Bouwnummer 535, de olietanker “Melania” van 210.000 ton voor Shell Tankers in 1968 op stapel bij de NDSM. De maat van dit type schepen werd bepaald doordat schepen met dit laadvermogen op de heenreis, met een leeg schip, naar de Arabische oliehavens nog door het Suezkanaal zouden kunnen varen. Op de terugreis zou dan via de zuidroute, om Kaap de Goede Hoop, gevaren worden.

NDSM

Vanaf midden jaren zestig bouwde de NDSM de mammoettankers in twee delen. Hierbij kon gebruik worden gemaakt van de bestaande helling capaciteit zodat er geen nieuwe investeringen nodig waren. Bovendien zou het te water laten van schepen van meer dan 300 m lengte extra eisen stellen aan de stijfheid van het schip.
Over de helling werd een portaalkraan geplaatst waarmee de secties, die elders op de werf gebouwd werden, op z'n plaats gebracht konden worden. Deze kraan heeft bijna 25 jaar de sky-line van Amsterdam gedomineerd.
Het achterschip werd het eerst gebouwd. Terwijl de machinekamer werd ingericht aan de afbouwkade werd het voorschip op de helling gebouwd. De NDSM ontwikkelde een nieuwe methode om de beide helften, in het water, aan elkaar te lassen. Hierdoor was het niet nodig de schepen te verslepen naar een dok waarin deze operatie kon worden uitgevoerd.
In totaal bouwde de NDSM zo 16 mammoettankers, waarvan de Melania voor Shell tankers de eerste was.

De Nederlandse Scheepsbouw Maatschappij (NSM) werd opgericht op 25 augustus 1894 en vond haar oorsprong in de Koninklijke Fabriek voor Stoom- en andere Werktuigen in Amsterdam uit 1827. De Koninklijke Fabriek raakte diverse keren in financiële moeilijkheden en werd uiteindelijk in 1891 overgenomen door de Nederlandse Fabriek van Werktuigen en Spoorwegmateriaal. Later werd de naam “Werkspoor” toegevoegd aan dit bedrijf. Het bedrijf was gevestigd op de Oostelijke eilanden.
In 1894 werden, mede onder druk van de werkeloos geworden werfarbeiders en de politiek en met de steun van bijna alle grote Amsterdamse reders, de scheepsnieuwbouwactiviteiten weer opnieuw opgestart onder de naam NSM. De oude scheepshellingen van de Koninklijke Fabriek werden weer in gebruik genomen.
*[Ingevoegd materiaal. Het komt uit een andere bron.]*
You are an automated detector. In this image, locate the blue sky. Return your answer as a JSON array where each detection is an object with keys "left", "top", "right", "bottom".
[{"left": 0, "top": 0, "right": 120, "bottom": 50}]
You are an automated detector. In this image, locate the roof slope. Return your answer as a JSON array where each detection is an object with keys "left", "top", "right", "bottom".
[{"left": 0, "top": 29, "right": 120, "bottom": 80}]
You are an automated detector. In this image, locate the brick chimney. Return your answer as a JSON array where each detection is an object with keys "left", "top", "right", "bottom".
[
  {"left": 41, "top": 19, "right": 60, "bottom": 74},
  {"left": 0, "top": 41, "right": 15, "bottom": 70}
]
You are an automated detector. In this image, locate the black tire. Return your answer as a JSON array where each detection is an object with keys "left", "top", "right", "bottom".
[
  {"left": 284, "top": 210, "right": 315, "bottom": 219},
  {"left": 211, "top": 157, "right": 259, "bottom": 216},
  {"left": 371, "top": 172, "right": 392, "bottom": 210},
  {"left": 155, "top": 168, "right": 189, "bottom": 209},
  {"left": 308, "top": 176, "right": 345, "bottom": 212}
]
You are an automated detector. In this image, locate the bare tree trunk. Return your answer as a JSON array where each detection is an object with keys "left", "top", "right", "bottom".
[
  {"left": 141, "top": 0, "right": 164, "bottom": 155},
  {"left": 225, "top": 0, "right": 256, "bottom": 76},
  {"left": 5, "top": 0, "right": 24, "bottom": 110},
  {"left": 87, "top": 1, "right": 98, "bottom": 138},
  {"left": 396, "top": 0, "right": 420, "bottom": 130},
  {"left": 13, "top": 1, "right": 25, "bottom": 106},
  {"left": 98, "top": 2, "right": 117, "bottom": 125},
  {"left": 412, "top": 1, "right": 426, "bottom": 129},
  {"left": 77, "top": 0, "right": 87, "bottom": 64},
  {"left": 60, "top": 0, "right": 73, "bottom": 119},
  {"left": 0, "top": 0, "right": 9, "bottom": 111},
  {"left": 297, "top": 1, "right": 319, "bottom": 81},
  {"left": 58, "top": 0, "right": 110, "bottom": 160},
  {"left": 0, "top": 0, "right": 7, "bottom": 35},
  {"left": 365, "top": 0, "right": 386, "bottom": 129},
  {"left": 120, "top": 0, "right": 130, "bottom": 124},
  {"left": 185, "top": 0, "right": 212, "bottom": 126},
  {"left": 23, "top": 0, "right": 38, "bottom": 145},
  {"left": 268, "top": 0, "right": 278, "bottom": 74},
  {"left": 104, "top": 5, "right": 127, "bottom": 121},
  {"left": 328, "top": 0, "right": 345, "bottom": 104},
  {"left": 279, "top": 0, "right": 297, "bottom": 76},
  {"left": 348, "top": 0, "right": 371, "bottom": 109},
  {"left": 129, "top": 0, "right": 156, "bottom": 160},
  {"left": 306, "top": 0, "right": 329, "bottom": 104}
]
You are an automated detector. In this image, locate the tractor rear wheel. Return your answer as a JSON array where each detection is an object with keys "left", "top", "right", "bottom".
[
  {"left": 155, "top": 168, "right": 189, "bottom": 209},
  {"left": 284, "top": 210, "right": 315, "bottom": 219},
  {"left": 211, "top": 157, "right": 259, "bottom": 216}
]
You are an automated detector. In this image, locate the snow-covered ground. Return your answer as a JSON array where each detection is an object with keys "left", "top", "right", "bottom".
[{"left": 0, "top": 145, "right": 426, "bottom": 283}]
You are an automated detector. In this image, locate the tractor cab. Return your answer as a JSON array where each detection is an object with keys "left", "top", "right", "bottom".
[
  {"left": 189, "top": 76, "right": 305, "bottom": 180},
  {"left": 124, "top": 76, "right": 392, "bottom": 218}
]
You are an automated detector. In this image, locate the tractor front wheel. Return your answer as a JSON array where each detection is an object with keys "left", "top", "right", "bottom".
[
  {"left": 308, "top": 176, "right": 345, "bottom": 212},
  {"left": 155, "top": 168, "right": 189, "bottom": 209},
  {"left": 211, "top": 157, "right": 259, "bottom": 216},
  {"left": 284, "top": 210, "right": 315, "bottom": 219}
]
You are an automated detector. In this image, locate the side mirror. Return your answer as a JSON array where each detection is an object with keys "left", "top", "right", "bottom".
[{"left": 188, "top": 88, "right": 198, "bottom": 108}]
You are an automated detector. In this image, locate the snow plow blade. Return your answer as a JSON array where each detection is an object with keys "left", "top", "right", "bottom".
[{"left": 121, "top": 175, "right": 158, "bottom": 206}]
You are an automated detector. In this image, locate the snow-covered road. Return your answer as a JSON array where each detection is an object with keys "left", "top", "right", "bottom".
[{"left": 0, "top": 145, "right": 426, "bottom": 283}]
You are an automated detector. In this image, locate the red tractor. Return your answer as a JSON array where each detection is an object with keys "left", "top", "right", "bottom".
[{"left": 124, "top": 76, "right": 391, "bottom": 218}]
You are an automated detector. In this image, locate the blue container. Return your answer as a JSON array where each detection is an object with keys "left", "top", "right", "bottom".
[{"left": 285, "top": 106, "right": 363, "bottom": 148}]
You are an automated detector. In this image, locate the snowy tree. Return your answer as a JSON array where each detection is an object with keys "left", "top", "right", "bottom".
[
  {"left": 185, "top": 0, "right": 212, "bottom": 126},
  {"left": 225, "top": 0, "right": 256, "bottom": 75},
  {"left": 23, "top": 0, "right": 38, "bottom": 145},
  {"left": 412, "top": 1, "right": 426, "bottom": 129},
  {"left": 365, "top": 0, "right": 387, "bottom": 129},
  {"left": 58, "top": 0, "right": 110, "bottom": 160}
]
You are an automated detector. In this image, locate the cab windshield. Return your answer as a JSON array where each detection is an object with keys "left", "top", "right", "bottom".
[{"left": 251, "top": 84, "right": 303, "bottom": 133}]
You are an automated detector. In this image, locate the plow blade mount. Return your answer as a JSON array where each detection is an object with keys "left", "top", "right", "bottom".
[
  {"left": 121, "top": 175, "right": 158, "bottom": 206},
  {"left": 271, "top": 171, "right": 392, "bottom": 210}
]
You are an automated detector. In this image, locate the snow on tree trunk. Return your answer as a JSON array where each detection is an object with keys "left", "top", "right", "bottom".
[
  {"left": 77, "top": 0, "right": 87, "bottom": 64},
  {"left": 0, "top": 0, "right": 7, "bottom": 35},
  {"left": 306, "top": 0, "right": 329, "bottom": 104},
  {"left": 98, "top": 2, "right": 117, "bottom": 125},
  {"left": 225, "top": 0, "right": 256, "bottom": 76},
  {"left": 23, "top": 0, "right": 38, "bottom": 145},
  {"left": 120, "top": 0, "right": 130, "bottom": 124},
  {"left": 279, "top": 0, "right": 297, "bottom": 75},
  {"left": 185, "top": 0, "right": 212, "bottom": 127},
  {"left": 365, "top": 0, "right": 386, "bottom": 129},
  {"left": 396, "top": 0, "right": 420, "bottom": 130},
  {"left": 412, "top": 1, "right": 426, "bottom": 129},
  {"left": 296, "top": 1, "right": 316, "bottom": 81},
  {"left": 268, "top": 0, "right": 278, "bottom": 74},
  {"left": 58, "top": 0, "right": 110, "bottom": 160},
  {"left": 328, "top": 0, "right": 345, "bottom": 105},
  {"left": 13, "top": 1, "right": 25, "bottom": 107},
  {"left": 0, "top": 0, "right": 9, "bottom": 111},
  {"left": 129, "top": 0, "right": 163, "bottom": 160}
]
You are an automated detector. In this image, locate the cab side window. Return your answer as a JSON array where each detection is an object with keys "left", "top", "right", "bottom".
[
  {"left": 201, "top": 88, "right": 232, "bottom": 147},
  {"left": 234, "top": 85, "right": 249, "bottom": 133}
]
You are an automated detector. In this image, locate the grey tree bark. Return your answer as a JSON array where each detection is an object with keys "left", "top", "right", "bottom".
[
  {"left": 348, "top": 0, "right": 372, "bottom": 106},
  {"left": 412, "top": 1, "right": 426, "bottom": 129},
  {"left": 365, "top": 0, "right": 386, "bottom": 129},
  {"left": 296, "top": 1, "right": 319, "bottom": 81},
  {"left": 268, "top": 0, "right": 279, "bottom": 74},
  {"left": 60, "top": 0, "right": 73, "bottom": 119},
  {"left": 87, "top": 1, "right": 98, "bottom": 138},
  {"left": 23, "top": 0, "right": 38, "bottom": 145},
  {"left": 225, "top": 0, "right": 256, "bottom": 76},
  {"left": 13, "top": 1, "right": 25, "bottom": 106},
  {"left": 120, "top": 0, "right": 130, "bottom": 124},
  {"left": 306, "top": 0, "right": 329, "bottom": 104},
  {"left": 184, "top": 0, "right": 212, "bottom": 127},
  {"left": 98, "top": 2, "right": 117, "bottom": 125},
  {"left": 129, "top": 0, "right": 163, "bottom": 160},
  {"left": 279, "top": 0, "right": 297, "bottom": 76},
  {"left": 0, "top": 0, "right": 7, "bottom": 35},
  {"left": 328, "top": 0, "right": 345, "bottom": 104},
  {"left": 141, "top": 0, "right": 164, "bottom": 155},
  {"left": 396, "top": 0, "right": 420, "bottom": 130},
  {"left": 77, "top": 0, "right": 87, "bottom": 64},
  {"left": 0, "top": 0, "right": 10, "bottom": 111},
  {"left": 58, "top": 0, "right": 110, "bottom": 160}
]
Op de Oostelijke eilanden, ingeklemd tussen de Conradstraat en de Wittenburgergracht, werd de scheepswerf ernstig belemmerd in zijn uitbreidingsmogelijkheden. Bovendien werd de Oosterdoksluis een steeds groter obstakel voor de al maar groter wordende schepen die bij de NSM gebouwd werden. Op 5 januari 1916 kreeg de werf toestemming om te vertrekken naar de overkant van het IJ, tegenover de Houthaven ter hoogte van Zijkanaal I. Een gedeelte van de Noorder IJpolder werd opgehoogd met zand en de eerste drie hellingen werden aangelegd. De totale kosten voor deze verhuizing werden betaald door het bedrijf zelf, door leningen en door deelname van een aantal vaste klanten van het bedrijf. In oktober 1922 werd de nieuwe locatie van de NSM in gebruik genomen. De NSM was eind jaren twintig van de vorige eeuw de grootste Nederlandse scheepswerf, een kwart van de geproduceerde tonnage kwam voor rekening van de werf. Goede tweede, zij het op ruime afstand, was de Rotterdamse Droogdok Maatschappij. In de polder achter de Noorder IJ- en Zeedijk werden de eerste arbeiderswijken gebouwd.
In 1926 werd de werf op de Oostelijke eilanden gesloten.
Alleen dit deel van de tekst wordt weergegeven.